The three men who were hiding in the embassy - including an embassy official and a North Korean airline worker - flew to Beijing on Thursday, where they were subsequently seen at the airport, presumably on their way home.
"(The) investigation into the murder is still ongoing," Mr Khalid said.
"We are still hoping the North Korea authorities will hand over to us the four North Korean suspects we have named earlier on."
This is highly unlikely. North Korea has denied having anything to do with the killing and has slammed Malaysia's investigation as flawed and politically motivated.
North Korea has not even publicly acknowledged that the victim was, in fact, Kim Jong Nam. Instead, it refers to him as Kim Chol, the name on the passport he was carrying at the time of his death.

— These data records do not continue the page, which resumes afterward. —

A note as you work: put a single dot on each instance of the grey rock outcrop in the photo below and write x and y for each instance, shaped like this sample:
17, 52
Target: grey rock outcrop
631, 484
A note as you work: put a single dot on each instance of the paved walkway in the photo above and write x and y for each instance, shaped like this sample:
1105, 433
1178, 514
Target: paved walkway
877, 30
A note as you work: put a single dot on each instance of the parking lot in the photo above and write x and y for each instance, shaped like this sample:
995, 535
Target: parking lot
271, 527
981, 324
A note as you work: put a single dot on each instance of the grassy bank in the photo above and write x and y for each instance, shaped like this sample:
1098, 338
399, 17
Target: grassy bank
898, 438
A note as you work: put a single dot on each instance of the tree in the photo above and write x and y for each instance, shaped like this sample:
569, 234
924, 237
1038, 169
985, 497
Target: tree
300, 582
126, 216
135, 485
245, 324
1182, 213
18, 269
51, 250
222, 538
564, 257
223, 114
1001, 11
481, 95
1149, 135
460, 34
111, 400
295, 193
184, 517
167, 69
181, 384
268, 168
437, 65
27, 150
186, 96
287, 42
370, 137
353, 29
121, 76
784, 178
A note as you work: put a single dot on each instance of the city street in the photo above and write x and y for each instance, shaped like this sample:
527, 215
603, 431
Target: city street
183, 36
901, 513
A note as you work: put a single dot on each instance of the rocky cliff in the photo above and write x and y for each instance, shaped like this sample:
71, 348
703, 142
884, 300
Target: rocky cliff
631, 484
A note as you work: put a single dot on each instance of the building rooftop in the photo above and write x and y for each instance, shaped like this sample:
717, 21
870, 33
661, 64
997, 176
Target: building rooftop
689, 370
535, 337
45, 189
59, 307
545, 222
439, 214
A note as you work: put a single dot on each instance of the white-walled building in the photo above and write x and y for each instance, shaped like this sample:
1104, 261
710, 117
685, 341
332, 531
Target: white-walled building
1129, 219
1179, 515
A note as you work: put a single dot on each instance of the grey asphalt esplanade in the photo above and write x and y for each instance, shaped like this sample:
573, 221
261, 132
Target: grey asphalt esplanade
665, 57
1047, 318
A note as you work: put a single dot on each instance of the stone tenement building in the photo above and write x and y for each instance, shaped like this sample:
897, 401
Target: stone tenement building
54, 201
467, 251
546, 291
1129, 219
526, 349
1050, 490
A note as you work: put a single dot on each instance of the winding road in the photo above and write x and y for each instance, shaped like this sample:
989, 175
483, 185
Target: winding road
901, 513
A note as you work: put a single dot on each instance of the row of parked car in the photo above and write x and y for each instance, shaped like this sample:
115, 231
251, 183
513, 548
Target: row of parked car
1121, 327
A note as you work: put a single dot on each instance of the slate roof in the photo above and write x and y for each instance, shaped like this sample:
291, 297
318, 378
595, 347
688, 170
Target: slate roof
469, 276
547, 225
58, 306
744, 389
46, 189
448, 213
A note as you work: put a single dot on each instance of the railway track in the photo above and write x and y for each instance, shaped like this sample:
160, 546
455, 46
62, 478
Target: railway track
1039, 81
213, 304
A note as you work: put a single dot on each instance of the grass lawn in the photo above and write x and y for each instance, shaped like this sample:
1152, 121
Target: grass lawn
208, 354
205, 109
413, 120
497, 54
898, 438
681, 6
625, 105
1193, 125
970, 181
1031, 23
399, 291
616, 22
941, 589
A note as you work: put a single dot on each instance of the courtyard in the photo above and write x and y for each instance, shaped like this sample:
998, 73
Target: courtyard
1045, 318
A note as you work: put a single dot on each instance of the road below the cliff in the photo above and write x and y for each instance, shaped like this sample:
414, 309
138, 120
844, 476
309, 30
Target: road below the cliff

Mr Khalid said he is "sure they know very well" who the man really is. He said that on the day the victim died, the North Korean Embassy identified him as Kim Jong Nam before insisting he was Kim Chol the next day.
The police chief added that Malaysia released Kim Jong Nam's body after receiving a request from his next of kin. Without specifying exactly who sent the letter, Mr Khalid said: "Legally speaking, Kim Jong Un is the next of kin."
Kim Jong Nam had three children with two women in Macau and mainland China.
Thursday's political deal also secured the release of ordinary citizens who had been caught up in the diplomatic fight.
North Korea was so enraged by Malaysia's investigation that it announced earlier this month that Malaysians could not leave North Korea. Malaysia responded in kind, with an exit ban of its own targeting North Koreans.
Those bans have now been lifted, and the nine Malaysians held in North Korea have now returned home.